Wednesday, October 17, 2007

US Loses Fight in Cotton Subsidies

The US could face billions of dollars in trade sanctions for failing to scrap illegal subsidies paid to American cotton growers.

The World Trade Organisation ruling is a victory for Brazil's cotton industry and for West African states which say the payments harmed their producers.

Brazil hailed the ruling, saying US subsidies had hit world prices, hurting farmers in Brazil and elsewhere.

But US officials believe the payments comply with international trade rules.

Washington is expected to make an appeal against the ruling.

Roberto Azevedo, the Brazilian foreign ministry's trade chief, said that the three-member WTO compliance panel had upheld the findings of its interim report released in July.

"It wasn't changed," he told the Associated Press (AP) news agency just after the ruling was released confidentially to US and Brazilian officials in Geneva.

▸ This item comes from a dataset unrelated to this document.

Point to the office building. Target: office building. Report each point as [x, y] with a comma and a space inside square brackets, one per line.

The office of the US Trade Representative in Washington confirmed the news, saying the US was "very disappointed".

Brazil has reserved the right to impose annual sanctions of up to $4bn on the United States but would probably seek less in retaliatory measures because the US has removed some of the offending subsidies, AP notes.

Oxfam official Gawain Kripke told the BBC that the ruling would also have a beneficial impact on African cotton farmers, if Brazil is successful in reducing American cotton subsidies.

But if they are not then small countries, like Mali or Burkina Faso, wouldn't really hurt American producers very much.

"The truth is that it takes a bigger country to really make the US comply, because the market has to be big enough that the US is worried about it," he said.